Blanche avait racheté le domaine cinq cent mille francs, à peine le tiers de sa valeur réelle.

À cette époque, au lendemain de la guerre, l’argent était rare ou plutôt se cachait, et les propriétés immobilières d’une certaine importance trouvaient difficilement des acquéreurs. Nous connaissons tels et tels superbes domaines qui, alors, ont été vendus à vil prix.

Pour payer Bresle, Blanche, l’année suivante, vendit l’hôtel de Mégrigny avec son mobilier, et vint habiter un appartement au deuxième étage d’une maison du boulevard Malesherbes.

Elle n’avait pas voulu toucher au million qu’elle avait si heureusement arraché des mains de son frère ; il était à sa fille, ce million, et elle tenait à le lui conserver intact.

Pendant son second veuvage, elle n’allait que très rarement à Bresle ; mais après des travaux assez importants que M. Beaugrand y fit exécuter, le château devint la résidence préférée des nouveaux époux, et ils s’y trouvaient si bien qu’ils y restaient presque toute l’année.

M. Philippe Beaugrand s’était vite fait connaître dans le pays ; il y était estimé et aimé ; on savait que c’était un homme de grand mérite qui pouvait rendre de nombreux services au département. Les électeurs de l’arrondissement l’envoyèrent siéger au conseil général. Plus tard, les comités électoraux républicains du Loiret lui demandèrent de se présenter à la députation. Il lui était difficile de refuser ; il accepta, fut porté sur la liste des candidats qui affirmaient leur dévouement à la République, et élu à une imposante majorité.

Depuis, son mandat avait été renouvelé, et il comptait parmi les plus vaillants députés de la gauche républicaine.

Certes, ce n’était pas pour avoir un soutien dans son arrondissement qu’il avait fait nommer André Clavière sous-préfet à Pithiviers ; il n’était pas un de ses électeurs à qui pût venir la pensée de l’abandonner quand il y aurait une nouvelle lutte électorale.

Il aimait André et avait tout simplement voulu l’avoir près de lui pour lui donner des conseils en cas de besoin et lui rendre plus faciles ses débuts dans la carrière administrative.

Il va sans dire qu’André voyait souvent M. Beaugrand, et qu’il l’écoutait avec la plus grande déférence.

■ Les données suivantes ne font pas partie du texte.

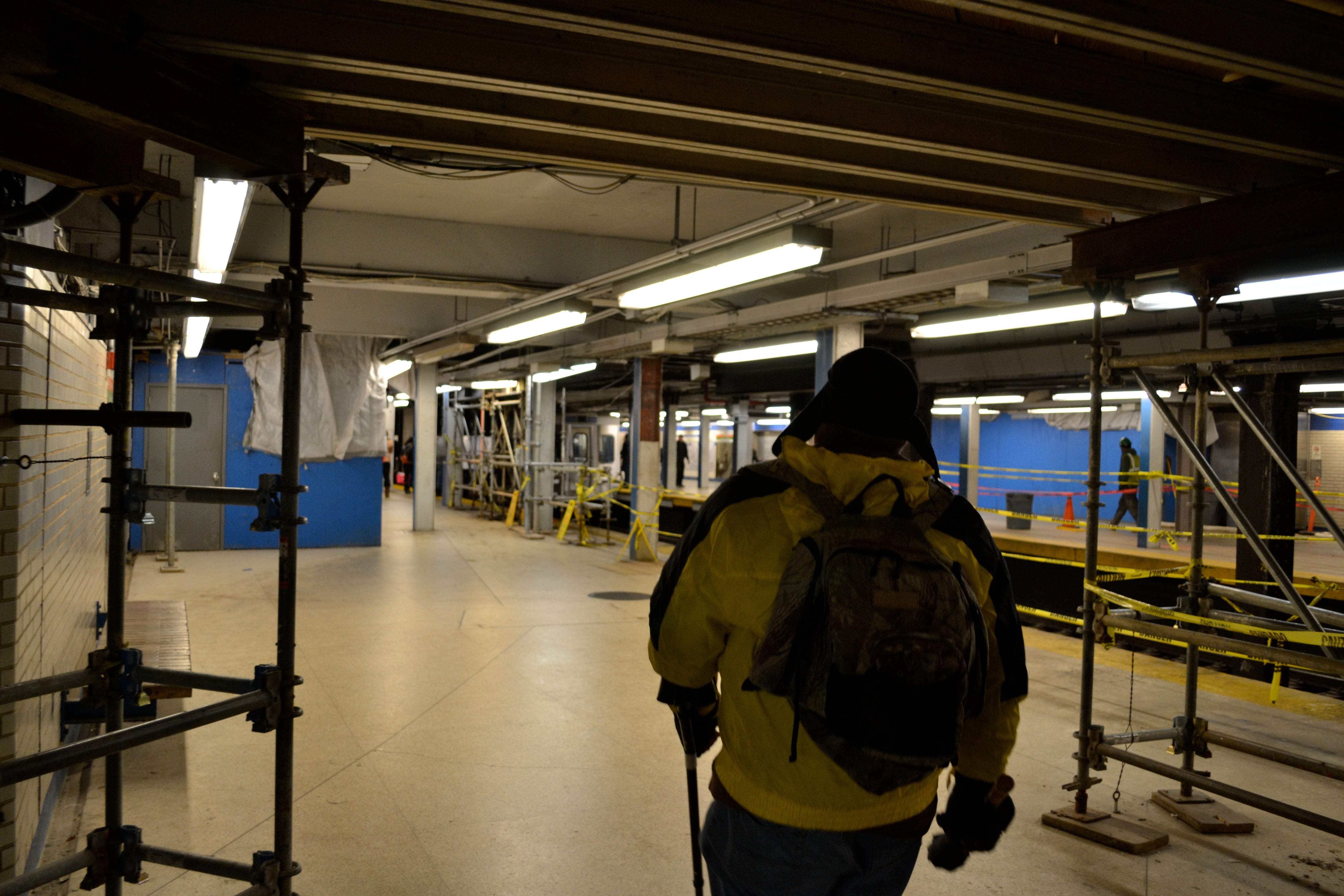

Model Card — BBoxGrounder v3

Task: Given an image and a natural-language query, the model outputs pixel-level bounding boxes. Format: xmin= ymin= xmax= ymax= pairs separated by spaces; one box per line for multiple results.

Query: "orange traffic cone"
xmin=1059 ymin=494 xmax=1078 ymax=529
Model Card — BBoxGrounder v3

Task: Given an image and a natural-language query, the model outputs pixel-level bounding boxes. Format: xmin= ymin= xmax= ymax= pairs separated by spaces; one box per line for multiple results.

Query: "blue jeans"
xmin=700 ymin=801 xmax=921 ymax=896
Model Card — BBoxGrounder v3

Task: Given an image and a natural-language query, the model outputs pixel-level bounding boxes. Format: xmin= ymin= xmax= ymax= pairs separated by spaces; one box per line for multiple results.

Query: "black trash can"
xmin=1004 ymin=492 xmax=1036 ymax=529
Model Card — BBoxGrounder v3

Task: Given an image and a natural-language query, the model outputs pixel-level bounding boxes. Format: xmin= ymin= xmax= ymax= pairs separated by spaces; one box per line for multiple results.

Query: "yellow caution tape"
xmin=1083 ymin=583 xmax=1344 ymax=648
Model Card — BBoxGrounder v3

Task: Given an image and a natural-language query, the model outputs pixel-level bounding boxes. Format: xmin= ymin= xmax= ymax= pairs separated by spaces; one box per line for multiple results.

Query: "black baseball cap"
xmin=773 ymin=348 xmax=938 ymax=474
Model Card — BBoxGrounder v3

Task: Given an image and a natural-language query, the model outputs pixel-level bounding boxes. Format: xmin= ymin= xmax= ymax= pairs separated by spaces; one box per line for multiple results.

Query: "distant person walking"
xmin=1110 ymin=439 xmax=1142 ymax=525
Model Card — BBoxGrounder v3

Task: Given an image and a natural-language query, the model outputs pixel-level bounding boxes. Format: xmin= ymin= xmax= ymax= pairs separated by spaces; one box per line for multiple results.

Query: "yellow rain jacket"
xmin=649 ymin=437 xmax=1027 ymax=830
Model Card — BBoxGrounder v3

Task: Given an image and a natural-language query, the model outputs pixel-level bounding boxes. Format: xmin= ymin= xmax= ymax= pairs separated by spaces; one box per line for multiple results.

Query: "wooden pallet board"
xmin=1040 ymin=806 xmax=1171 ymax=856
xmin=1152 ymin=790 xmax=1255 ymax=834
xmin=125 ymin=601 xmax=191 ymax=700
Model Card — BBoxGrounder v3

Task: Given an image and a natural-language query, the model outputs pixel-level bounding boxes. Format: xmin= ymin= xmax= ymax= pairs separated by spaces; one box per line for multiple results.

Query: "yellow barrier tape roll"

Il y avait bien aussi, pour attirer le sous-préfet au château, les jolis yeux de Mlle Henriette de Mégrigny ; mais le modeste sous-préfet, tout entier à ses fonctions et ayant à cœur de justifier la confiance qu’on avait mise en lui, malgré sa jeunesse, se tenait extrêmement réservé vis-à-vis de la jeune fille. Du reste, ainsi qu’il l’avait dit à sa mère, il ne savait pas bien encore si ce qu’il éprouvait était de l’amour.

Mais les yeux d’Henriette, ses yeux de dix-sept ans, étaient bien doux et en même temps bien brillants, et il ne tarderait pas à venir, le moment où André sentirait sérieusement pénétrer en lui la flamme du regard de la belle jeune fille.

En attendant, il travaillait et, déjà, attirait l’attention sur lui.

– Hé ! hé ! mon cher député, avait dit le ministre à M. Beaugrand, il va bien votre jeune homme, il va très bien ; nous ferons de lui quelque chose. Si vous en avez encore deux ou trois de la même pâte à me recommander, ne vous gênez pas.